[sakai2-tcc] KNL-652 site caching testing (UMich preliminary testing)

Anthony Whyte arwhyte at umich.edu
Tue Mar 15 08:11:02 PDT 2011


> AZ: I think that it is necessary to make 2.8 very production ready from a technical view. I think that 2.8 should be released with these patches in place or held until we can get them in. I don't like the idea of having to tell everyone not to use 2.8 and just wait for 2.8.1.


Agreed.  Aaron's view echoes my earlier recommendation.

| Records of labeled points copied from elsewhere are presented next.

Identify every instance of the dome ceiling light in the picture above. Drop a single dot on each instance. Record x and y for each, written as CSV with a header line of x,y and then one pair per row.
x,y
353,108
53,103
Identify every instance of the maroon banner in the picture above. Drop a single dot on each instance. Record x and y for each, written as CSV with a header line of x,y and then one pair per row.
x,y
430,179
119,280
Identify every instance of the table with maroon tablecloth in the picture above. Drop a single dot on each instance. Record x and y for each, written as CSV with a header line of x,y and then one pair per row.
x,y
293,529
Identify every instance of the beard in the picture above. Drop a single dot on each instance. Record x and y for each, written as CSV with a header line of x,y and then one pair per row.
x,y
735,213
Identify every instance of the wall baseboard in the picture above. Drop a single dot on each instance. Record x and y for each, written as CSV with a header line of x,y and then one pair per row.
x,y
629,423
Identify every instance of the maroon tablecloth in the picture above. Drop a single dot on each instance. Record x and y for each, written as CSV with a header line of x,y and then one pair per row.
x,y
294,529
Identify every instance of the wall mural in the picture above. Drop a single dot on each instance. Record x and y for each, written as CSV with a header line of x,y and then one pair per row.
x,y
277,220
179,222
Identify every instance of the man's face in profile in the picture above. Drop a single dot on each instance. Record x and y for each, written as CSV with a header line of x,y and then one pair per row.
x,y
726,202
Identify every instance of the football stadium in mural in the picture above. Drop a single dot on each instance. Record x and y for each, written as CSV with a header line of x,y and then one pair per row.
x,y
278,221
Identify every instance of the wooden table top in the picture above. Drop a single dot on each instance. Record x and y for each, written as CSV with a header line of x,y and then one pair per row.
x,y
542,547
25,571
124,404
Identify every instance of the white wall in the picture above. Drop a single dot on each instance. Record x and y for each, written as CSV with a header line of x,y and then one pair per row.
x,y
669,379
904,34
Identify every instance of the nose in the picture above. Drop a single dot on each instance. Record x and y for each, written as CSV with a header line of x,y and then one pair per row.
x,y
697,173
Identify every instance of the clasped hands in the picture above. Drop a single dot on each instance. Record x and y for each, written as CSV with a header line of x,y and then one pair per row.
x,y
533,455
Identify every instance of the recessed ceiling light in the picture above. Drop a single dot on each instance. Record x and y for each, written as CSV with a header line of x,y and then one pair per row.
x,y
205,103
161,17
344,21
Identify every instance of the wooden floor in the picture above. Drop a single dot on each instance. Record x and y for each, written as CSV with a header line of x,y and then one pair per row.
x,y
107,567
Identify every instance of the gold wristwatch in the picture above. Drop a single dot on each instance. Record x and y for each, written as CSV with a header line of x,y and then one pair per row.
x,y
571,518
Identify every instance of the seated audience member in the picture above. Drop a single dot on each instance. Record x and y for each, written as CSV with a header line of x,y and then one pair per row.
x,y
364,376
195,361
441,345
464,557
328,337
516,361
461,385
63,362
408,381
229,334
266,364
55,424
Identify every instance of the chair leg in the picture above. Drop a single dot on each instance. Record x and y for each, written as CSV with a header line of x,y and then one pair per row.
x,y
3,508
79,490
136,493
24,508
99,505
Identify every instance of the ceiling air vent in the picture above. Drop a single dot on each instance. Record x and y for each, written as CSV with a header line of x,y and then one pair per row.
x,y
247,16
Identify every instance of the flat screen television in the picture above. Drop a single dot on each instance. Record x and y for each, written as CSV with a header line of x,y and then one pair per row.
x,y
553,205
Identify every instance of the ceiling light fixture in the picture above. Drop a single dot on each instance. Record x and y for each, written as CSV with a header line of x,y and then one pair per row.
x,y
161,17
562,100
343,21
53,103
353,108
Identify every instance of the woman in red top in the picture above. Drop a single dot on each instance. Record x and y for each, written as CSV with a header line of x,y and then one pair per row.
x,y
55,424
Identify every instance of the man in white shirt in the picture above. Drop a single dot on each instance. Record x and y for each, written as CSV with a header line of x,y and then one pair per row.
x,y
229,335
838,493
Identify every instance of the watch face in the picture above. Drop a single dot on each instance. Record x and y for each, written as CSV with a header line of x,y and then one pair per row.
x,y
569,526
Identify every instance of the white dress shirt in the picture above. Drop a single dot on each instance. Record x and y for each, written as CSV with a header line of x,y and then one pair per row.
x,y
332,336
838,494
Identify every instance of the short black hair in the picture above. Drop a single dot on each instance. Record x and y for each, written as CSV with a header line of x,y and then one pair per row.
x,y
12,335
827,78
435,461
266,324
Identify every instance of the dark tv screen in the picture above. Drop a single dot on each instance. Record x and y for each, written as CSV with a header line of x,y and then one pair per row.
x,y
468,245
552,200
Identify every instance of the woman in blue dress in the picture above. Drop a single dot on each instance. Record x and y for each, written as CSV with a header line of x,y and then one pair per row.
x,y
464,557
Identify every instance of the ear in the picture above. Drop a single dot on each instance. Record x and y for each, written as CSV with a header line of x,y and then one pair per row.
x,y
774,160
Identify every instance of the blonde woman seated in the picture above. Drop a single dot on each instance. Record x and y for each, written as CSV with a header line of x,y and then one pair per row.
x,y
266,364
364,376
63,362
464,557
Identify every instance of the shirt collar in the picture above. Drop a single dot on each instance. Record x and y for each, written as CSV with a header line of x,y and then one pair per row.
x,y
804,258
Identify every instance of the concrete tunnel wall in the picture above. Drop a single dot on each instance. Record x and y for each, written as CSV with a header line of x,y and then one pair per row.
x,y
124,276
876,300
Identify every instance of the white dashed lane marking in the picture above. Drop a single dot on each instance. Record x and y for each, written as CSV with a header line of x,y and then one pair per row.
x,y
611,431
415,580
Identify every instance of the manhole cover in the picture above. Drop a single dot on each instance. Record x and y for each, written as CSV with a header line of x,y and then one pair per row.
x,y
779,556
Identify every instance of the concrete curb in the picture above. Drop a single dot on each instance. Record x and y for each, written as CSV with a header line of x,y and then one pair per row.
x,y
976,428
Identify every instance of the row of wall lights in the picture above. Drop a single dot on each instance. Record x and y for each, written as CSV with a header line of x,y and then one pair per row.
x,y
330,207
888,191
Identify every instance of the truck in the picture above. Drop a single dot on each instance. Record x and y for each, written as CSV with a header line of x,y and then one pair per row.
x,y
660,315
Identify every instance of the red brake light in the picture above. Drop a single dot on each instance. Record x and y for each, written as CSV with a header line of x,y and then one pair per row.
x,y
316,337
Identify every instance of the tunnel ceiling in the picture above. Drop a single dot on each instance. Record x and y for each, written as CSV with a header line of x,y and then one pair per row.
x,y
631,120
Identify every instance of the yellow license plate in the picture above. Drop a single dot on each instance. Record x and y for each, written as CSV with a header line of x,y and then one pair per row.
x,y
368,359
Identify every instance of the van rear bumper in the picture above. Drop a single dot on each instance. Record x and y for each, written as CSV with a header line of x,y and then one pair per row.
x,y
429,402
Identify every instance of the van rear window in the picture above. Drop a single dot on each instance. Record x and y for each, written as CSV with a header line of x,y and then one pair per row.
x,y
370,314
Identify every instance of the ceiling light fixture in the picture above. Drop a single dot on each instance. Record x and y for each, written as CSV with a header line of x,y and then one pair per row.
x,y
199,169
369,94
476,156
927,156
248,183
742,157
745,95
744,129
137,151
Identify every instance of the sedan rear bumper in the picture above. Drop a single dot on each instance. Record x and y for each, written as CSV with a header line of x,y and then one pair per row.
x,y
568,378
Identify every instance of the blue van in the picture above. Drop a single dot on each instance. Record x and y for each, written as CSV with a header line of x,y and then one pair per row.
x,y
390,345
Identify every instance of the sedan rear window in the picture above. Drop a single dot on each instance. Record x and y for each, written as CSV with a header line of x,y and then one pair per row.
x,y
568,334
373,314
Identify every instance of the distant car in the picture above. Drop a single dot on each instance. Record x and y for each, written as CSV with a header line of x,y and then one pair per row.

> ST: We have announced that we plan to release 2.8.0 at the end of this month. There is little if any precedent for a "preview" release,


Agreed, no precedent exists plus I regard it as a waste of time and energy to release a 2.8.0 "preview."   Besides, a preview already exists in the guise of the 2.8.x branch, if not earlier Sakai CLE releases such as 2.7.1 (we are not talking about new software here as is the case with OAE).  I recognize that getting 2.8.x up and running requires a basic understanding of Java, Maven, Tomcat and, depending on taste, MySQL or Oracle (if not demoing with HSQLDB) but unless one cedes responsibility to a vendor to deploy and maintain a Sakai installation, knowing how to work with these technologies is a prerequisite for deploying the Sakai CLE.

> ST: If we commit to making this short-term problem (as in releasing 2.8.1 quickly), the question is no longer technical, I think we can avoid a serious PR problem for this group as we have already agreed to a month-long delay.


2.8.1 release timing should be based on technical considerations, resource availability and Community needs.  PR problems "for this group" is not something that should drive decision-making in this area.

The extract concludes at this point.